Let me take a number of items you list in turn.
...My big thing right now is with the increase in seismic activity we have had worldwide,
That's an illusion of sampling. The world isn't having more earthquakes. It's measuring more earthquakes because more seismographs are being installed in more places they've never been before. If more earthquakes started happening on Iceland, in areas other than that where the volcano is erupting, it might be a reasonable to think there was some connection.
... how it seems to be following eerily the same eruption pattern Laki did in 1784...
That similarly is illusory. We know rather little about Laki aside from its aftermath - the evidence left lying around after the eruption stopped. There's very little which we can say about the current eruption which it holds in common with Laki. Beyond the facts that
1) Its on Iceland in an area split by a crustal spreading center
2) we have a fissure eruption producing a moderate volume of fluid magma
3) there are moderate amounts of gasses typical to Icelandic eruptions being released (SO2, F, CL, CO2, CO, water vapor, et. al.)
... we really can't conclude the current eruption will evolve anything like Laki. It's complete speculation to think so.

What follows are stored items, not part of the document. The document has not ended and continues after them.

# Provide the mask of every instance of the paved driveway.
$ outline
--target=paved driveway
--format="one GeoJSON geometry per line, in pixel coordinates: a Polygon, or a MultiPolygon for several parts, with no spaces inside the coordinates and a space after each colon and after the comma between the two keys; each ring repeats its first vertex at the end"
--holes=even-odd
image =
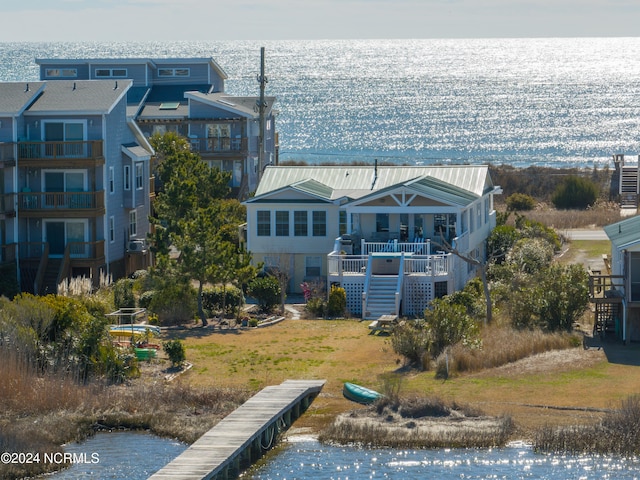
{"type": "Polygon", "coordinates": [[[609,240],[601,228],[571,228],[558,232],[569,240],[609,240]]]}

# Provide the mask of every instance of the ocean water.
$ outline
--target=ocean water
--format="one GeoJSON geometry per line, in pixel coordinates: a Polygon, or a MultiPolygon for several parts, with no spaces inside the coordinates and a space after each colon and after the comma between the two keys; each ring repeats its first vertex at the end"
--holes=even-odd
{"type": "Polygon", "coordinates": [[[226,90],[277,97],[282,160],[602,166],[640,154],[640,38],[0,43],[35,58],[213,57],[226,90]]]}

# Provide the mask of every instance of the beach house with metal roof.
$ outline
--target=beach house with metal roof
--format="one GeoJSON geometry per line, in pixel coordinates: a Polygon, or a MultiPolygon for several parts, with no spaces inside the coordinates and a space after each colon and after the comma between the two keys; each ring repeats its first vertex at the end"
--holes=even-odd
{"type": "Polygon", "coordinates": [[[326,282],[362,318],[421,315],[475,275],[461,256],[484,258],[500,192],[483,165],[267,167],[247,248],[291,291],[326,282]]]}
{"type": "Polygon", "coordinates": [[[231,172],[239,197],[255,191],[259,160],[276,164],[275,98],[225,93],[228,76],[212,58],[37,59],[42,80],[130,79],[127,115],[147,137],[176,132],[210,166],[231,172]],[[263,132],[262,137],[260,131],[263,132]]]}
{"type": "Polygon", "coordinates": [[[127,118],[131,87],[0,83],[0,245],[22,290],[146,266],[153,150],[127,118]]]}

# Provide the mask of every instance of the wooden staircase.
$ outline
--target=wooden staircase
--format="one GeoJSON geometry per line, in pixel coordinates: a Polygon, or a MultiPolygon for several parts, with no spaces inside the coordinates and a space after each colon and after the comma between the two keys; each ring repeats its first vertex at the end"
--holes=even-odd
{"type": "Polygon", "coordinates": [[[636,208],[638,206],[638,166],[622,166],[620,170],[620,206],[636,208]]]}
{"type": "Polygon", "coordinates": [[[47,268],[45,269],[44,276],[42,278],[42,286],[38,292],[40,295],[58,293],[58,274],[60,273],[61,265],[61,258],[49,258],[47,268]]]}
{"type": "Polygon", "coordinates": [[[604,337],[616,332],[616,320],[620,318],[620,303],[599,302],[595,304],[593,336],[604,337]]]}

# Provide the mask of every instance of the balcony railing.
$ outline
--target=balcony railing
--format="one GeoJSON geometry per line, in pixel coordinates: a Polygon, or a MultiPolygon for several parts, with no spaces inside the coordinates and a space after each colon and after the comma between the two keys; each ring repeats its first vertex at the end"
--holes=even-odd
{"type": "Polygon", "coordinates": [[[247,139],[238,137],[189,138],[191,149],[198,153],[237,153],[247,150],[247,139]]]}
{"type": "MultiPolygon", "coordinates": [[[[375,252],[374,252],[375,253],[375,252]]],[[[340,255],[332,252],[327,256],[329,275],[366,275],[368,255],[340,255]]],[[[448,275],[451,269],[451,254],[411,255],[405,257],[405,275],[448,275]]]]}
{"type": "Polygon", "coordinates": [[[38,162],[70,160],[104,161],[102,140],[78,142],[18,142],[18,160],[21,166],[37,165],[38,162]]]}
{"type": "Polygon", "coordinates": [[[104,192],[20,192],[18,208],[22,211],[103,209],[104,192]]]}
{"type": "Polygon", "coordinates": [[[592,302],[621,302],[624,297],[624,276],[590,275],[589,298],[592,302]]]}

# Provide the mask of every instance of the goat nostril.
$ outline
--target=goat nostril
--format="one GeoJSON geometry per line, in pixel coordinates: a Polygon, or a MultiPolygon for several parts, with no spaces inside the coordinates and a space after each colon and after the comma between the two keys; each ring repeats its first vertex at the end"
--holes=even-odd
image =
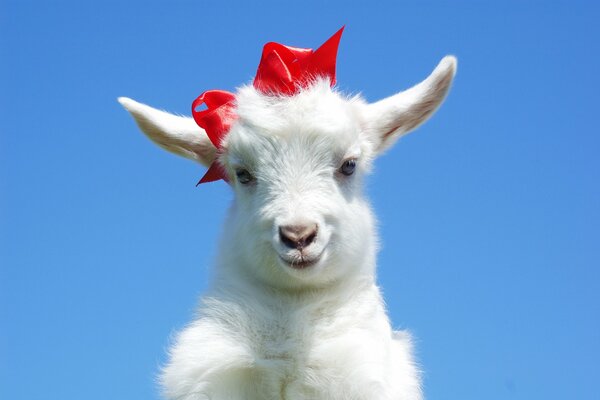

....given the reduction in TSI and the increase of both ice and SO2 in the atmosphere how can we logically assume that the ice cap in the arctic won't recover more.....
It's important to avoid the mistake to conclude a small number of events (2) can permit one reliably predict a change. 2013/2014 don't yet imply a recovery. There need to be quite a few more of them - at least 3 or 4 - before we can start talking recovery. There would also need to be significant increases in coverage - volume did increase year over year 2013/2014 - but still not so much that they made it back to pre-2007 levels. 2013/14 Area and Extent are in a dead heat. That outcome was driven by weather and feedbacks to the 2012 melt, which it seems was way outside of the trend.
Further, the impact of aerosols from the current eruption will not be enough in scale, or importantly
persistent enough to seriously influence the ice. Smoke from the wildfires in Canada and Siberia are more likely to affect the state of the ice than volcanic gasses, even if we reach "Laki" levels of emissions.
....just look at Antarctica and the record extent its at and near record area
Once again correct in fact, but incorrect in underlying assumption - that the increase of Antarctic ice signals some sort of recovery in the system. The best research suggests that ice in the Antarctic is in rather dire straights - a number of large shelves have disintegrated over the last few seasons, and warm southern water has undermined and mobilized sheets of ice coming off of the west antarctic sheet. The "recovery" is the product of a feedback which has tended to isolate the Antarctic from intrusions of warmer air from lower latitudes. The effect isn't more ice so much as it is greater volatility. The heat entering the system is still increasing.
....all of that ice must produce an albedo effect and at what time does all this become like a domino effect? Its just something that's bugging me
The "dominoes" are neither massive enough nor numerous enough to change the trend. Albedo is just one component of the system as a whole, which affects heat transfer. There are many other aspects of the system which would require significant positive change to affect.